Question

NEED ANSWER ASAP AND MARKING BRANLIEST

Answer 1

The given quadratic equation forms a parabola when graphed, a U-shaped line.

To find the minimum value of y, we could find the y-coordinate of the vertex.

What is the vertex?

The vertex represents the maximum or minimum point on a parabola. It tells us the optimal y-value of the function and the x-value at which it occurs.

For the given quadratic, $y=x^2+6x+7$ the optimal y-value, or the y-coordinate of the vertex, will be a minimum. The $x^2$ value is positive, meaning the parabola will open upwards. (Please see below for an image representation).

Different Ways to Approach the Problem

There are multiple ways to approach this question.

One way is to rearrange the equation, which is currently in standard form, to vertex form.

• Standard form for a quadratic: $y=ax^2+bx+c$

• Vertex form for a quadratic: $y=a(x-h)^2+k$ where (h,k) is the vertex

Another way is to factor the equation to first find the x-intercepts of the graph, find the x-coordinate of the vertex, then at the end, plug the x-coordinate into the equation to find the minimum y-value.

The second strategy is a bit redundant for this type of question, so we can go about solving it by using the first method.

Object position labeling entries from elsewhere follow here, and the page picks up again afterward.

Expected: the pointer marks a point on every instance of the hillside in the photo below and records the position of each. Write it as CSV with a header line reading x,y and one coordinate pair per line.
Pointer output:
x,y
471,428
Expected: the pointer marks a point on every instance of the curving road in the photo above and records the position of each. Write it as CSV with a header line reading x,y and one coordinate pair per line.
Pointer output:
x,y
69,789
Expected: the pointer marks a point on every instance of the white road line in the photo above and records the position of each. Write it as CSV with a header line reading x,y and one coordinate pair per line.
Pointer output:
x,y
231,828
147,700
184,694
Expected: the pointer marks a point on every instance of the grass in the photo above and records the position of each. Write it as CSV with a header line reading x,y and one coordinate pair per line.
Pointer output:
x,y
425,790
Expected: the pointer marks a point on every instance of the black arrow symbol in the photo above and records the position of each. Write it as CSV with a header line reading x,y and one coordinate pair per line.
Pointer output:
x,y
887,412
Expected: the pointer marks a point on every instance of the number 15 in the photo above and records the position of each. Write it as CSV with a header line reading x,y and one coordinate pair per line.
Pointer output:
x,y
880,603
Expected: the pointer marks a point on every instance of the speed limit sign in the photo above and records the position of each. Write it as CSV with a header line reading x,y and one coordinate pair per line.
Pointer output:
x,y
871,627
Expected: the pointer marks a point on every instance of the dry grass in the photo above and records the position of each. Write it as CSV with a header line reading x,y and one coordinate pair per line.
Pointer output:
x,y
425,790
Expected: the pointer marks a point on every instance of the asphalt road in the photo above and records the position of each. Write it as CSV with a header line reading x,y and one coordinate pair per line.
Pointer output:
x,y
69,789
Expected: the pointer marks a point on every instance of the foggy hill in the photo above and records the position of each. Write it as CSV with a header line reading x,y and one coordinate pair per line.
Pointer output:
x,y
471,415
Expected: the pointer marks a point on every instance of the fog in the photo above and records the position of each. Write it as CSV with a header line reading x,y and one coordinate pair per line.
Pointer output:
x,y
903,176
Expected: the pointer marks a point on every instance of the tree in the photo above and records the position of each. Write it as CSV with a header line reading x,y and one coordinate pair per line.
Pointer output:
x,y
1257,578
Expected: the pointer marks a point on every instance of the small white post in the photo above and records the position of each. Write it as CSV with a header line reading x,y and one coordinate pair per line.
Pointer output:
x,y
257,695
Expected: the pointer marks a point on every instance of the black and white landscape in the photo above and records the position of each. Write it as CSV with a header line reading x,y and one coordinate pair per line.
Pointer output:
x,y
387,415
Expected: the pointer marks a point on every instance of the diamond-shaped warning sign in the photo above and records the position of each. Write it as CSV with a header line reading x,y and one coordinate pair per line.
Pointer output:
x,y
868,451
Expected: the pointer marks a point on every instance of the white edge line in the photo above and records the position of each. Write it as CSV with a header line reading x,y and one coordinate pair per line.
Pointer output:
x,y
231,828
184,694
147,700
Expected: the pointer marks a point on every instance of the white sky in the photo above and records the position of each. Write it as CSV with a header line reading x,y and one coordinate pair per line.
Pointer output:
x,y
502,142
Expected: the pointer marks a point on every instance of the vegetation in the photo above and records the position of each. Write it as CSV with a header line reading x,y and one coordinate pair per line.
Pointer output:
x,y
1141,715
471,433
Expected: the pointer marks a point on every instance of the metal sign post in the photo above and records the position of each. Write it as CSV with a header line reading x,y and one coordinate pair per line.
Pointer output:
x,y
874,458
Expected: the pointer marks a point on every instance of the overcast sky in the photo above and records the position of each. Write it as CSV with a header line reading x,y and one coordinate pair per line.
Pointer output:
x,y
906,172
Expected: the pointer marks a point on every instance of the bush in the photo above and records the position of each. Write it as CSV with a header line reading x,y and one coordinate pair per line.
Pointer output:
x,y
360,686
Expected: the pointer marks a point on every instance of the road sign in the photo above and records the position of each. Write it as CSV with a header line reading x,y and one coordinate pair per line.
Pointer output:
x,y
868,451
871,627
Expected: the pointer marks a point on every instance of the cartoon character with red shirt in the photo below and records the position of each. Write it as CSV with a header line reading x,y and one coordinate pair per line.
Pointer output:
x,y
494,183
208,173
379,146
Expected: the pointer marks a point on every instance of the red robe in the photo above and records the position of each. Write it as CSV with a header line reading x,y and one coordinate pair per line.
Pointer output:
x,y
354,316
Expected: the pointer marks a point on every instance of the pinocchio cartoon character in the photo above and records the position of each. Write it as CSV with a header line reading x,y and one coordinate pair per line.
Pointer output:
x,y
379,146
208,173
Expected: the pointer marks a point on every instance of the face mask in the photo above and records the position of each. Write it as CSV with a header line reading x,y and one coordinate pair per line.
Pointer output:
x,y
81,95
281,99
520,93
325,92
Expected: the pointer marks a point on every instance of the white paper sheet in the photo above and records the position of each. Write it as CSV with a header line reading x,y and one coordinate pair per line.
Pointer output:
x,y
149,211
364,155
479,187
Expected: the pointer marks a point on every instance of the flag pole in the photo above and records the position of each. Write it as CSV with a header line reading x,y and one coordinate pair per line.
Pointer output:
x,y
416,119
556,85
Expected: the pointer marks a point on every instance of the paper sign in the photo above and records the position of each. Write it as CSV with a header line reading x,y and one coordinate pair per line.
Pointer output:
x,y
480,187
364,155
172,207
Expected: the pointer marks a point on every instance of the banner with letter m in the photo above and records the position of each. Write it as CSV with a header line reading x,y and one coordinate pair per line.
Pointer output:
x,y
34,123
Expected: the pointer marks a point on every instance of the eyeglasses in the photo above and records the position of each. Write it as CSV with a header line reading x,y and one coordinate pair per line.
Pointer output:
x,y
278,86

Finding the Vertex of this Parabola

$y=x^2+6x+7$

First, we can group $x^2$ and $6x$ by using a set of parentheses:

$y=(x^2+6x)+7$

Then, we can complete the square:

$y=(x^2+6x+(\dfrac{6}{2})^2)^2+7-(\dfrac{6}{2})^2$

$y=(x^2+6x+9)^2+7-9\\\\y=(x^2+6x+9)^2-2$

Apply the rule $a^2+2ab+b^2=(a+b)^2$:

$y=(x+3)^2-2$

Therefore, the vertex of the quadratic is (-3,-2).

This makes the minimum y-value -2. The x-value at which this occurs is -3.

Answer:

The minimum y-value -2. The x-value at which this occurs is -3.